RPA 70 kDa subunit Il plasmide di attivazione CRISPR (h) fornisce un approccio mirato e non distruttivo per sovraregolare l'espressione endogena di RPA1 senza alterare la sequenza di DNA sottostante.
RPA 70 kDa subunit Il plasmide di attivazione CRISPR (h) è un sistema SAM (mediatore di attivazione sinergico) a tre plasmidi progettato per la sovraregolazione trascrizionale altamente efficiente e sito-specifica del locus RPA1 nelle linee cellulari umane. Il sistema è costruito attorno a una Cas9 cataliticamente inattiva (dCas9) che porta due mutazioni inattivanti (D10A e N863A) che eliminano l'attività nucleasica preservando al contempo il legame con il DNA. Questa dCas9 è fusa con VP64, un potente attivatore trascrizionale, ed è coespressa con un gene di resistenza alla blasticidina per la selezione. Il secondo plasmide codifica la proteina di fusione MS2-p65-HSF1, un complesso attivatore secondario che agisce in sinergia con dCas9-VP64, insieme a un gene di resistenza all'igromicina. Il terzo plasmide codifica un sgRNA specifico per il bersaglio di 20 nt fuso a due aptameri di RNA MS2 che reclutano il complesso MS2-p65-HSF1 nel sito di attivazione, accompagnato da un gene di resistenza alla puromicina. I tre plasmidi vengono somministrati in un rapporto di massa 1:1:1 per un'espressione bilanciata di tutti i componenti del sistema.
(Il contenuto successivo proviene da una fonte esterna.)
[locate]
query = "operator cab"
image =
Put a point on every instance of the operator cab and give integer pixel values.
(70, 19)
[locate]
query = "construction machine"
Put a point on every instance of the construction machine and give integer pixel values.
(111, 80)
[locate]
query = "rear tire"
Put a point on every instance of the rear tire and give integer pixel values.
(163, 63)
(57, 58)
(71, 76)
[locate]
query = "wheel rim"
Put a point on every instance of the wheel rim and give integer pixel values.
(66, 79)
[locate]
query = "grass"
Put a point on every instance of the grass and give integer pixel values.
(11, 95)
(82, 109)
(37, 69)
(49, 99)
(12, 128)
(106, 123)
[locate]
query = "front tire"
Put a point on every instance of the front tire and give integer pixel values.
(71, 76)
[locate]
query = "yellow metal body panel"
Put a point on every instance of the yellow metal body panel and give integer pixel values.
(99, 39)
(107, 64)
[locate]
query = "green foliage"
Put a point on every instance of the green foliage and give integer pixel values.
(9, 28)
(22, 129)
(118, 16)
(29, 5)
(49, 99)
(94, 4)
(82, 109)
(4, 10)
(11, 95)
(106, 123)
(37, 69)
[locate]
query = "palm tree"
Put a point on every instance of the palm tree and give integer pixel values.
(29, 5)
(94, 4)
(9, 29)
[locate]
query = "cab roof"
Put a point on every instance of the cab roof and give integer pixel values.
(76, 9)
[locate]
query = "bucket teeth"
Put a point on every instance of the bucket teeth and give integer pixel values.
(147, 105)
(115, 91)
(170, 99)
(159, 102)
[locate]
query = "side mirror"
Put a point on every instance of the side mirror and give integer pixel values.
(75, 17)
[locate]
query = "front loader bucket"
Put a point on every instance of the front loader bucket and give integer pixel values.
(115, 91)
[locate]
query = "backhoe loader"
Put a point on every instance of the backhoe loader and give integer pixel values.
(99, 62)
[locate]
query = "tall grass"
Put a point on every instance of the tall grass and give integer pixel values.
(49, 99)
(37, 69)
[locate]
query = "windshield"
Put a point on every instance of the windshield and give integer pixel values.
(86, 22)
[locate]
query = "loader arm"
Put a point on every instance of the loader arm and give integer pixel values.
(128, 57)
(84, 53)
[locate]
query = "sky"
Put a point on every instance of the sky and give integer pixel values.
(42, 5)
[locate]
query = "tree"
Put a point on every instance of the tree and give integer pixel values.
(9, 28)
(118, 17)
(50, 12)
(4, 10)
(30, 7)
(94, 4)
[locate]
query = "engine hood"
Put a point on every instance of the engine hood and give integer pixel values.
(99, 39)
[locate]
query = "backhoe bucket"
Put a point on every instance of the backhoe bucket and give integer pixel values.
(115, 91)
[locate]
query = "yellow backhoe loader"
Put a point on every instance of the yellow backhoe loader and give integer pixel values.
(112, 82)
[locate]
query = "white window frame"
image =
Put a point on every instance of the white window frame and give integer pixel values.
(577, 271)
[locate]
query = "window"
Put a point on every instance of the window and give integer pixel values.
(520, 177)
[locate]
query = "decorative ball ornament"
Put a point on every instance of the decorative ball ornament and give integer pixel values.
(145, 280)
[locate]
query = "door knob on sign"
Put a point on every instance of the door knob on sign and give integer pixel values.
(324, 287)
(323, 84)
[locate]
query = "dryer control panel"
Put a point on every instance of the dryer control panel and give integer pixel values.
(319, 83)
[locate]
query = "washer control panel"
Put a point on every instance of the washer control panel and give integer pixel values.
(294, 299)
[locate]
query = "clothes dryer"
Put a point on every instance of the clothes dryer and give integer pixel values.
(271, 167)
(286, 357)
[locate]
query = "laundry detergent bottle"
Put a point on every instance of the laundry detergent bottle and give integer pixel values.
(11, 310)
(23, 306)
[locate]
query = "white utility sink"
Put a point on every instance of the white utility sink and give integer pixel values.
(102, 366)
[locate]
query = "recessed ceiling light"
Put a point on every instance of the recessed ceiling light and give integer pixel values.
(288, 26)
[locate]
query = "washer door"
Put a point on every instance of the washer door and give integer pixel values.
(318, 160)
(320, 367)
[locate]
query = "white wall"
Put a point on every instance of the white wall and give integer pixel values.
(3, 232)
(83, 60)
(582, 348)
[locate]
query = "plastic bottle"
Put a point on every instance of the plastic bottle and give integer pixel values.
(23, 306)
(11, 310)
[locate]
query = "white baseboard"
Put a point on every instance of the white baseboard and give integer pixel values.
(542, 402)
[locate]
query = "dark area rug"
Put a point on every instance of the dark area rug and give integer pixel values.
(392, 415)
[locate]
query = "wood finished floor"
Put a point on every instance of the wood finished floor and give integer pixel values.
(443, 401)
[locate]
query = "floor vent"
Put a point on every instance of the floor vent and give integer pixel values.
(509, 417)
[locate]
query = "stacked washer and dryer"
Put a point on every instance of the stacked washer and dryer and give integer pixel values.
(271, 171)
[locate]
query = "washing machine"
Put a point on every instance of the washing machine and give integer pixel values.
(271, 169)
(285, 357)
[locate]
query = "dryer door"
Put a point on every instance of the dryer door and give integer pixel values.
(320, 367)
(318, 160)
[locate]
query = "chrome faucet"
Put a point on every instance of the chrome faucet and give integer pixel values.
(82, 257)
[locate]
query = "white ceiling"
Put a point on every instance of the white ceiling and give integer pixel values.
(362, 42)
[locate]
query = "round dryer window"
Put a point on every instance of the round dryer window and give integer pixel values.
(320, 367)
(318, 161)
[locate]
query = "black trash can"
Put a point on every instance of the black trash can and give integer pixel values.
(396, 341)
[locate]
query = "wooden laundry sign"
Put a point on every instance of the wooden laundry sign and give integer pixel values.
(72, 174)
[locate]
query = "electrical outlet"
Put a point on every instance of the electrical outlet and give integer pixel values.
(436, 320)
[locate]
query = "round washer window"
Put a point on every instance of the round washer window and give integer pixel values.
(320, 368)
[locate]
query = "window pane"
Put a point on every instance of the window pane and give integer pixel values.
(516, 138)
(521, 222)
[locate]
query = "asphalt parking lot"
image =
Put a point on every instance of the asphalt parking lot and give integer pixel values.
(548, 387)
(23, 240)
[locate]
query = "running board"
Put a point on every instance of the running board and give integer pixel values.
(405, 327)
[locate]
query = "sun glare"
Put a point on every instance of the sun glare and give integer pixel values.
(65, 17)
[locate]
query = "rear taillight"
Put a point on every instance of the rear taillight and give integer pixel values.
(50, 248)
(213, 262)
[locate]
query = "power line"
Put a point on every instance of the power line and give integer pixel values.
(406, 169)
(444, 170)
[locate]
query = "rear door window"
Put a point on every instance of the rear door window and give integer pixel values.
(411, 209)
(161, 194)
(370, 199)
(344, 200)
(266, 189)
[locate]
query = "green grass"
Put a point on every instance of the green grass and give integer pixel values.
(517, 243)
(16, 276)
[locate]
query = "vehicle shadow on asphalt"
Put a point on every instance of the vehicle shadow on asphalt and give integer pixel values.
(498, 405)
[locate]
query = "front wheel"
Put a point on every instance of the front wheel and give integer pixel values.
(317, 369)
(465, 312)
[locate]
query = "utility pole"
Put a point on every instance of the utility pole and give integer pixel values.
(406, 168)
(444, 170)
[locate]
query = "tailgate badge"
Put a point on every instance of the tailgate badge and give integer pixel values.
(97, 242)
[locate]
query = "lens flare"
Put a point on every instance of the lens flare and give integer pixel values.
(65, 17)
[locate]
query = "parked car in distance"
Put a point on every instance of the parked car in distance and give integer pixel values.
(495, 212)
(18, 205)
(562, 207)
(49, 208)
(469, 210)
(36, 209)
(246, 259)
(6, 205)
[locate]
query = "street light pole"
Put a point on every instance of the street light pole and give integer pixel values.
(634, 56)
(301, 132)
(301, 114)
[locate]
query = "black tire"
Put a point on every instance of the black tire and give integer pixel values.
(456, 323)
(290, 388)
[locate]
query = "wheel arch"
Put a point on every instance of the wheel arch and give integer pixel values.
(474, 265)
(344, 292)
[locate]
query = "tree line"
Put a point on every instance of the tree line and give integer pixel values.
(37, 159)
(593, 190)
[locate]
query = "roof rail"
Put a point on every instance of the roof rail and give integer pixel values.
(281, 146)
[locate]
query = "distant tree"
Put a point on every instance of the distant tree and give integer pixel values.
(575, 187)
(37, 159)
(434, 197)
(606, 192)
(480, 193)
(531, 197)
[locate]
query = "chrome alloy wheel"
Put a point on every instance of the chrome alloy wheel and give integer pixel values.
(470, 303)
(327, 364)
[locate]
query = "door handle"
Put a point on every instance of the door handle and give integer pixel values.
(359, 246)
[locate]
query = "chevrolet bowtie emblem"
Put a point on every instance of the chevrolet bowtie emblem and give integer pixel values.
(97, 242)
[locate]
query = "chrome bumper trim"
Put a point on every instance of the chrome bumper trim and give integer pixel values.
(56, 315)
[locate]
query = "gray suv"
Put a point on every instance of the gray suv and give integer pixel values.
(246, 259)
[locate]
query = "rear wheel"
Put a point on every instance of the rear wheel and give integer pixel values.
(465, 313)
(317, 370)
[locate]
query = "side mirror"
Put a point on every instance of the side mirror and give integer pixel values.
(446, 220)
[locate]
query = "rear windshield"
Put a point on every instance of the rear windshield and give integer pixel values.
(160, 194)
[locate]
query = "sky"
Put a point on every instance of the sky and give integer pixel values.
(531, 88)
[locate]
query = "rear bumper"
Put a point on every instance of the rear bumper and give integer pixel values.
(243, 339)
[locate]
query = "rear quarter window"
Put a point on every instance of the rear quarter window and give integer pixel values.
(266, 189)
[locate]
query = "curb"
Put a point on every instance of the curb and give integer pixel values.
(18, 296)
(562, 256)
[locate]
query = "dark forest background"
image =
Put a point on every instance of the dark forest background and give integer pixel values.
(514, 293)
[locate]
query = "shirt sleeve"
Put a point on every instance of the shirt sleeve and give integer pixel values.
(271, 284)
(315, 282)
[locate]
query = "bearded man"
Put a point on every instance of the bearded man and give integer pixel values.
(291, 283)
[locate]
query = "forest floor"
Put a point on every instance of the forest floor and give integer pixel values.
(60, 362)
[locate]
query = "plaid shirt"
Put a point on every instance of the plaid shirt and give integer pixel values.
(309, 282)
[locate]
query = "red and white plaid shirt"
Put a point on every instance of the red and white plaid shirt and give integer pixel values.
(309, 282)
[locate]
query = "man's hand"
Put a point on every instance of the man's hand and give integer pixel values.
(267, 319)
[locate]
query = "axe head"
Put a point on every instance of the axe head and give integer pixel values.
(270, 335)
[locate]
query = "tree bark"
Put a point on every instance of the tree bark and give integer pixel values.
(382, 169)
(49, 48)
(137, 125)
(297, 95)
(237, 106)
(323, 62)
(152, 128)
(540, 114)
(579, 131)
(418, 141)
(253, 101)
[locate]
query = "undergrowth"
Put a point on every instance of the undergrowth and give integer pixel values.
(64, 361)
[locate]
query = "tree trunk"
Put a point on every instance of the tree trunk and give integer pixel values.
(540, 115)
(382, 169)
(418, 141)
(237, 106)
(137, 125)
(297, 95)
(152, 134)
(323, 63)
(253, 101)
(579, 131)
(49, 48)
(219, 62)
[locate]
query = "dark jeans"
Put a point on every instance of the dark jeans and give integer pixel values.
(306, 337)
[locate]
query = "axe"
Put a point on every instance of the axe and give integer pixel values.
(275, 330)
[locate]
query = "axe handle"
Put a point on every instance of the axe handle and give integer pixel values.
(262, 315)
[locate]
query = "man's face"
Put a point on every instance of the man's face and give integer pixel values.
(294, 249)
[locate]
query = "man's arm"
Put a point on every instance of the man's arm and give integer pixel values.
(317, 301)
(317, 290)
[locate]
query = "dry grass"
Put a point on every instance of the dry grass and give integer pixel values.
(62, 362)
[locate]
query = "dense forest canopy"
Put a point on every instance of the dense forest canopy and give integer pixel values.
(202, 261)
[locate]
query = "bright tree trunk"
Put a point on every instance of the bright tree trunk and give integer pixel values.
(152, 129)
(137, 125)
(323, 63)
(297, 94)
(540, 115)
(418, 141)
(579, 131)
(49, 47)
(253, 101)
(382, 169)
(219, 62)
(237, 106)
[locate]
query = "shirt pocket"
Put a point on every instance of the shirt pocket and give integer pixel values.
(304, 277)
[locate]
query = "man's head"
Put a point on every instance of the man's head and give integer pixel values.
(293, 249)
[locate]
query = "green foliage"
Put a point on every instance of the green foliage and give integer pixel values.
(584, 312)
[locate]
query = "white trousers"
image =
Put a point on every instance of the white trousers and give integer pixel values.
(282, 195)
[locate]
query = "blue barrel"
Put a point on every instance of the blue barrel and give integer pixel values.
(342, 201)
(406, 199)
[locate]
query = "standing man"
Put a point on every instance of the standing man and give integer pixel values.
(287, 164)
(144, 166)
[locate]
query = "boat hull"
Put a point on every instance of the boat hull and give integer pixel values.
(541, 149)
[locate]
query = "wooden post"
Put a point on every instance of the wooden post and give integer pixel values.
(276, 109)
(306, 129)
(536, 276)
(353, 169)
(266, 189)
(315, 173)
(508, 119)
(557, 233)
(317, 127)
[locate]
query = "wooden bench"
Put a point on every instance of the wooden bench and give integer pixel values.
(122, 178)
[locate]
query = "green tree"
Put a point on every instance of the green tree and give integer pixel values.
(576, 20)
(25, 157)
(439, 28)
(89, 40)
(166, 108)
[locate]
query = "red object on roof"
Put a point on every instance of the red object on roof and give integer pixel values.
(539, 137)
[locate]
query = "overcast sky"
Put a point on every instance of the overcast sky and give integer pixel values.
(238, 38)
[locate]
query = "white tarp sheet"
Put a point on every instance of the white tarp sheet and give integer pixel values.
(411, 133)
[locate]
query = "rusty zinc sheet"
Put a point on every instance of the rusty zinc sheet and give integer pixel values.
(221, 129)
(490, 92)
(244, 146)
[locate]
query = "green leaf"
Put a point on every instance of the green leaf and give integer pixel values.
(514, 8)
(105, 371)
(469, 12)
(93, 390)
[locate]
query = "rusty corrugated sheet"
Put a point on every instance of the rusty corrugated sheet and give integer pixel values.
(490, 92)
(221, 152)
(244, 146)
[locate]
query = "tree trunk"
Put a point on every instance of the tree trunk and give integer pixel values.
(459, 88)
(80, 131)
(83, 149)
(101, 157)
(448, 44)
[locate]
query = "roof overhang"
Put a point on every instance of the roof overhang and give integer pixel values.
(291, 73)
Una volta assemblato nel locus bersaglio, il complesso SAM si lega a circa 200 bp a monte del sito di inizio della trascrizione RPA1, dove VP64, p65 e HSF1 agiscono in modo concertato per reclutare il machinery trascrizionale e guidare la sovraregolazione dell'espressione endogena di RPA 70 kDa subunit. A differenza della Cas9 con attività nucleasica, dCas9 non introduce rotture a doppio filamento né modifica la sequenza genomica, preservando il locus RPA1 nativo e consentendo lo studio delle risposte trascrizionali dipendenti da RPA 70 kDa subunit nel locus endogeno, rendendolo uno strumento prezioso per studi funzionali, l'identificazione di geni bersaglio e la modellizzazione del ripristino della via RPA 70 kDa subunit nelle cellule tumorali con espressione di RPA1 silenziata o ridotta.
Solo per uso di ricerca. Non destinato a uso diagnostico o terapeutico.